課徴金納付命令によって命じられる課徴金の額は、
「課徴金対象期間」に行った取引によって得られた売上高の3%に相当する額となります(課徴金額が150万円を下回る場合には課されません)。
この「課徴金対象期間」は、
① 課徴金対象となる不当表示を始めた日から止めた日までの間
+
② 不当表示をやめてから最後に商品やサービスを販売した日までの期間
になります。
上記の①と②を合計した期間の上限は3年間です。これを超えて納付を命じられることはありません。仮に、3年を超える場合、課徴金対象期間は最後の取引から遡って3年間となります。
支払い期限
課徴金の納付期限は、事業者に対し「課徴金納付命令書」が発送された日から7ヶ月を経過した日とされています。
納付期限までに課徴金を納付しないと、内閣総理大臣により督促を受け、その督促で新たな納付期限を指定されます。その場合、課徴金の額に加え、年率14.5%の割合で算出された延滞金の納付を命じられる可能性があるため、注意が必要です。

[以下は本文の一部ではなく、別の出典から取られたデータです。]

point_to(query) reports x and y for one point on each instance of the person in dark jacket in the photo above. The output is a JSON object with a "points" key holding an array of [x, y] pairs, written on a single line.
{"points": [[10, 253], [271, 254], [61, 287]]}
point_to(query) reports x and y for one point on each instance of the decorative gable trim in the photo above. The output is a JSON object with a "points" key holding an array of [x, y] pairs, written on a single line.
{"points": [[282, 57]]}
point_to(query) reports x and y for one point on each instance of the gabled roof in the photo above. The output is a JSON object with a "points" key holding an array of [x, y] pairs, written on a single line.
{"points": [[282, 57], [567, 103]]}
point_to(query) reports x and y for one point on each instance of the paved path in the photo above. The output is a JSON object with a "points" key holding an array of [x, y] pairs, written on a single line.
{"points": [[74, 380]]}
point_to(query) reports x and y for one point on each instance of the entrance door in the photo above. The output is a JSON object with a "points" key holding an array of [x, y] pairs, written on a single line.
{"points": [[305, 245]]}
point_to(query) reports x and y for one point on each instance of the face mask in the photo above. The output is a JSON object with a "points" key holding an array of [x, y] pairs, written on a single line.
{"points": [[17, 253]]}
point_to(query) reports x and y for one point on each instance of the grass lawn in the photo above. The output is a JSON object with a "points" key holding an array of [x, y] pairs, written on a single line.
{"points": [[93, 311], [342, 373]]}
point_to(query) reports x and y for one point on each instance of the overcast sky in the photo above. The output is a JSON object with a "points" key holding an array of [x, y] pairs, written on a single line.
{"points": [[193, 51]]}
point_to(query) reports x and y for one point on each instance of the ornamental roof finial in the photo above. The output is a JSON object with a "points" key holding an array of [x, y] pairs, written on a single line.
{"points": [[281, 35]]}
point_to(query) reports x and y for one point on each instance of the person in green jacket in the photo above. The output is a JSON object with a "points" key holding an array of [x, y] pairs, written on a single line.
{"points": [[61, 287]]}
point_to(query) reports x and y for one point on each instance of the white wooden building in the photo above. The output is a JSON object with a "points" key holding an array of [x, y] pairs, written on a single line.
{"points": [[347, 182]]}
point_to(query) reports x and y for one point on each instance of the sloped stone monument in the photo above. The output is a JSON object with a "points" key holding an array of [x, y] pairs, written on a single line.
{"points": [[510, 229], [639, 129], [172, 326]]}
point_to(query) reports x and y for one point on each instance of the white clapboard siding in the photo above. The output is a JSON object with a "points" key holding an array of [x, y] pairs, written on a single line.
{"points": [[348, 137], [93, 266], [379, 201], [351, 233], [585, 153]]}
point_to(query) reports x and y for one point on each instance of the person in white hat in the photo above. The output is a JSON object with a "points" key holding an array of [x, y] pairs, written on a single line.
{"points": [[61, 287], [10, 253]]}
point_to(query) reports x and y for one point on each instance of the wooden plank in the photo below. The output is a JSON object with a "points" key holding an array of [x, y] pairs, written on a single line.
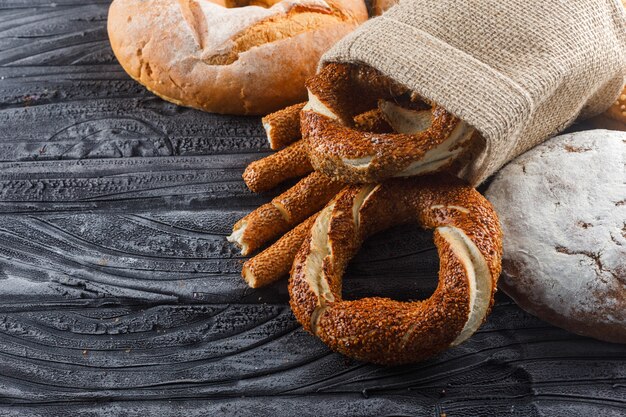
{"points": [[120, 296]]}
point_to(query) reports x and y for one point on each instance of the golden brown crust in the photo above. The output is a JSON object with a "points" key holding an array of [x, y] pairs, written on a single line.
{"points": [[382, 330], [221, 66], [283, 126], [273, 219], [332, 147], [259, 227], [306, 197], [422, 142], [372, 121], [615, 116], [266, 173], [381, 6], [275, 261]]}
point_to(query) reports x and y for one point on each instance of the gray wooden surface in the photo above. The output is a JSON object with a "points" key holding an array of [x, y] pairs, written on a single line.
{"points": [[120, 296]]}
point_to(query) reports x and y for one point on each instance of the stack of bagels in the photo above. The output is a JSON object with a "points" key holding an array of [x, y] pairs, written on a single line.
{"points": [[372, 154]]}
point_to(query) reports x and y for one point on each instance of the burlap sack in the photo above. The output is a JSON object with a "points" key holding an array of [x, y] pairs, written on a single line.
{"points": [[519, 71]]}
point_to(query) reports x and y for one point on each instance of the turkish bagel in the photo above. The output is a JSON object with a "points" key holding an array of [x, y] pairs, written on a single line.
{"points": [[228, 56], [422, 141], [380, 330]]}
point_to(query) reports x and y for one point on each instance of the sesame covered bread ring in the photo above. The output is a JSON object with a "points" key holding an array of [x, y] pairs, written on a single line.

さらに、督促を受けてから新たに指定された期限までに納付しなかったときは、内閣総理大臣の命令で、課徴金納付命令が執行されます。この場合、財産を差し押さえられる可能性があります。
課徴金の減額
調査開始前に、違反行為を自主申告した事業者に対しては、課徴金額の2分の1が減額されます。さらに、課徴金納付命令を受けるまでの期間内に、被害を受けた消費者に課徴金相当額以上の自主返金を行った場合は、課徴金が免除されます(課徴金額に満たない場合は減額)。
課徴金を支払わなくてもよい場合
課徴金対象行為にあたる表示をしたとしても、下記のいずれかに当てはまる場合は、課徴金納付命令を受けることはありません。
① 算出された課徴金の額が150万円未満(商品やサービスの売上額が5000万円未満)
② 不当表示をしたことに、故意・重過失がない場合
③ 不当表示をやめてから5年が経過している場合
もっとも、課徴金納付命令を受けない場合であっても、「措置命令」がなくなるわけではありません。そのため、不当表示を是正するなどの対応をする必要があることは、言うまでもありません。
おわりに
課徴金納付命令を受けると、多額の納付金を支払うだけでなく、商品やブランド・イメージを大きく毀損することになります。適切な広告表示を心がけるためにも、課徴金制度の内容をしっかり押さえておきましょう。